3. Lorsqu’un requérant fonde son action sur la procédure particulière instituée par l’article L. 521-2 du code de justice administrative, il lui appartient de justifier de circonstances caractérisant une situation d’urgence particulière qui implique, sous réserve que les autres conditions posées par cette disposition soient remplies, qu’une mesure visant à sauvegarder une liberté fondamentale doive être prise à très bref délai.
4. Pour caractériser l’urgence, Mme A… fait valoir qu’elle ne dispose plus que de onze jours restant de séjour autorisé dans le cadre de son visa C alors que son état de santé rend manifestement inapproprié, voire dangereux, un retour dans son pays d’origine avant la fin du protocole thérapeutique dans lequel elle est engagée. Toutefois, alors que l’intéressée n’établit pas être exposée à un risque immédiat d’éloignement, elle ne peut être regardée comme justifiant, en l’état de l’instruction, d’une situation d’urgence qui impliquerait qu’une mesure visant à sauvegarder une liberté fondamentale soit prise dans un délai de quarante-huit heures.

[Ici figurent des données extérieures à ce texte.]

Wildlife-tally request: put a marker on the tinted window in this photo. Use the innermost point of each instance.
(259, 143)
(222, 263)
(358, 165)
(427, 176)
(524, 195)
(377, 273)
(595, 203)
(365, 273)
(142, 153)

5. Il résulte de ce qui précède qu’il y a lieu de rejeter la requête de Mme A… en toutes ses conclusions, y compris celles relatives aux frais d’instance.
O R D O N N E :
Article 1er : La requête de Mme A… est rejetée.
Article 2 : La présente ordonnance sera notifiée à Mme B… A….
Fait à Paris, le 26 février 2026.
Le juge des référés,
Signé
F. SOBRY
La République mande et ordonne au ministre de l’intérieur en ce qui le concerne ou à tous commissaires de justice à ce requis en ce qui concerne les voies de droit commun contre les parties privées, de pourvoir à l’exécution de la présente ordonnance.